Any winery that greets you with two friendly dogs is a winery we can get around. Curlewis Winery is home to the oldest pinot noir vines on the peninsula, dating back to the early 1980s. If you’re expecting a large-scale operation where tour companies drop off buses of tourists, then prepare to be pleasantly surprised. The Curlewis Winery team is small, and their cellar door is only open on weekends. But what a cellar door it is.
Named “Appellation”, the Curlewis Winery cellar door is far too easy to get comfortable in. Outside it looks like a barn; inside it looks like a hunter’s cabin got the Queer Eye treatment. Warm timber furnishings, fur rugs and a fireplace make for a very cosy wine-tasting experience, and you can even choose the tunes from the stack of LPs. It’s such a small operation that more likely than not you’ll be served your tastings by Curlewis owner-operators, Stefano and Leesa, who also own the aforementioned greeting dogs Pablo and Basil (they will happily accept pats).
Stefano and Leesa bought Curlewis Winery in 2011 and have continued to grow the winery.

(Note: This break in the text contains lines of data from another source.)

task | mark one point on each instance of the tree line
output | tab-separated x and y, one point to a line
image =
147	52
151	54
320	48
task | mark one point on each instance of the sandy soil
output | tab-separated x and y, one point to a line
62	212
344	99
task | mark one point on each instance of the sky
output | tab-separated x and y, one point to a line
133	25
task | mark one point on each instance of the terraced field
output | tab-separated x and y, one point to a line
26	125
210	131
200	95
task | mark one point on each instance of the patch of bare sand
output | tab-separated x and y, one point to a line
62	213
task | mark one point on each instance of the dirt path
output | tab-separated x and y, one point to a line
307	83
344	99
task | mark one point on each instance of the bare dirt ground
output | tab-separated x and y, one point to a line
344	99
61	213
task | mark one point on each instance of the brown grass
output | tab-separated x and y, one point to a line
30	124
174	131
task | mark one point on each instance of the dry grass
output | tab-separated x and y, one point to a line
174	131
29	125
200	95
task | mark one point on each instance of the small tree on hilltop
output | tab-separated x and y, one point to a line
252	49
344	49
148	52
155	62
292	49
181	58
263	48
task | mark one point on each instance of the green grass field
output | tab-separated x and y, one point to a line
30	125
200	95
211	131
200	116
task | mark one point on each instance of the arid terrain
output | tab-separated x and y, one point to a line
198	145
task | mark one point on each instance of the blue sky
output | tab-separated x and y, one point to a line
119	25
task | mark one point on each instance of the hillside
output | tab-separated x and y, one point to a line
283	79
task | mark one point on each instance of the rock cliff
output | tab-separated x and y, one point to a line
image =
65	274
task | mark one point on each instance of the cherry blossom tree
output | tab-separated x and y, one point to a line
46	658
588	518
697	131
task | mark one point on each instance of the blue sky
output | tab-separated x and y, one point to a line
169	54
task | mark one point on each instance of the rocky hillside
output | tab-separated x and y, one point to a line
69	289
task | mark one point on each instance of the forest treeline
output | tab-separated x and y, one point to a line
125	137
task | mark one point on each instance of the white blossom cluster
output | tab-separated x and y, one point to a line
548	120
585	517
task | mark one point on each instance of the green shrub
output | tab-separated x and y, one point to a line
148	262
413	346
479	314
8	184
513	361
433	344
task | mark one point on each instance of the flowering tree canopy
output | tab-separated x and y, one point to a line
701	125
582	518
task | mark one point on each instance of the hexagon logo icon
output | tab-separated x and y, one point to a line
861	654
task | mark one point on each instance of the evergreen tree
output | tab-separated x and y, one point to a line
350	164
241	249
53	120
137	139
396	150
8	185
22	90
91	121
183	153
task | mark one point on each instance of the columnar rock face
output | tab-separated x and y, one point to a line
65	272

They’re not scared of doing things a little differently: their wine tastings aren’t served in glasses but in test tubes, which (while a little unorthodox) makes it simple to compare and contrast each wine.
The vines at Curlewis are hand-pruned and picked, and their winemaking process leans on old-world techniques like basket pressing. Fermentation happens naturally through the wild yeasts throughout the vineyards. The result is some damn fine Burgundy-style pinot noir. Peckish? The Curlewis crew can hook you up with a platter or two to tide you over, with Stefano even smoking his own smallgoods on site.